Y es que Dunkerque, por mucho que le duela a los haters de Nolan, es un clásico instantáneo. Ya no sólo la película destinada a arrasar en los Oscar -algo que importa más bien poco- sino una de las mejores películas de guerra que se han hecho nunca. Una experiencia sensorial, que conjuga imágenes y sonido -la banda sonora de Hans Zimmer, que mezcla huracanes de violines con sonidos analógicos de relojes, respiraciones y latidos, es algo cósmico; un hipertenso gesto arrebatador que lleva al espectador a la asfixia-, tan cerca de la exquisita rigurosidad de Stanley Kubrick como del espíritu emocionante de Steven Spielberg. ¿Querías espectacularidad? Pues Nolan con su película bélica acaba de volver viejos a Michael Bay, Roland Emmerich y James Cameron. ¿Queríais desafío narrativo? Pues en su triple relato en distintos arcos temporales demuestra que lo iniciado en Memento (2000) y continuado en Origen (2010) e Interstellar (2014) tenía un fin claro: llegar a la perfección de Dunkerque. Y es que cada plano de la película importa. De hecho, es sin duda la película más completa de Nolan: no hay una sola fisura en su narrativa, no hay un solo exceso en su dramática, no hay una sola deriva que haga que la intensidad del film decaiga.

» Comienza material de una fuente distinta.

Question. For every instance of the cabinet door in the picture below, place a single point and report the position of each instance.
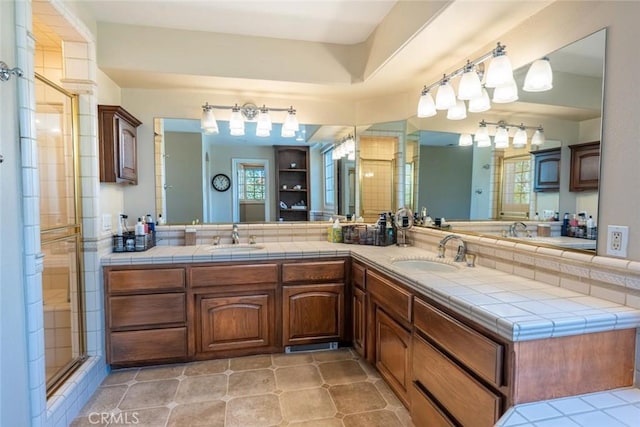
(127, 160)
(359, 322)
(235, 322)
(585, 166)
(312, 313)
(393, 354)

Dunkerque es la historia de una derrota. De cómo los perdedores, especialmente ellos, son más héroes que nadie. Un retrato de soldados en fuga que no duda en mostrar lo peor del ser humano pero sin perderse en discursos moralistas estériles. La acción, brutal y espectacular, se concentra tanto en los gestos íntimos -un joven sosteniendo en brazos a su amigo herido- como en grandiosas escenas de carácter operístico -cuando el destructor se hunde víctima de un torpedo-. Para Nolan todo forma parte desde la misma intensidad emocional. Por eso ni siquiera parecen importar los actores -fijarse en Tom Hardy, que no se quita la máscara de aviador en prácticamente toda la película-, mucho menos las palabras. Porque esta es una película donde el valor semántico es absoluto. La construcción del relato prevalece por encima del mismo relato. Tanto es así que más que una película de guerra, Dunkerque podría ser una película sobre el propio cine y su importancia. Gracias Nolan, por todo ello.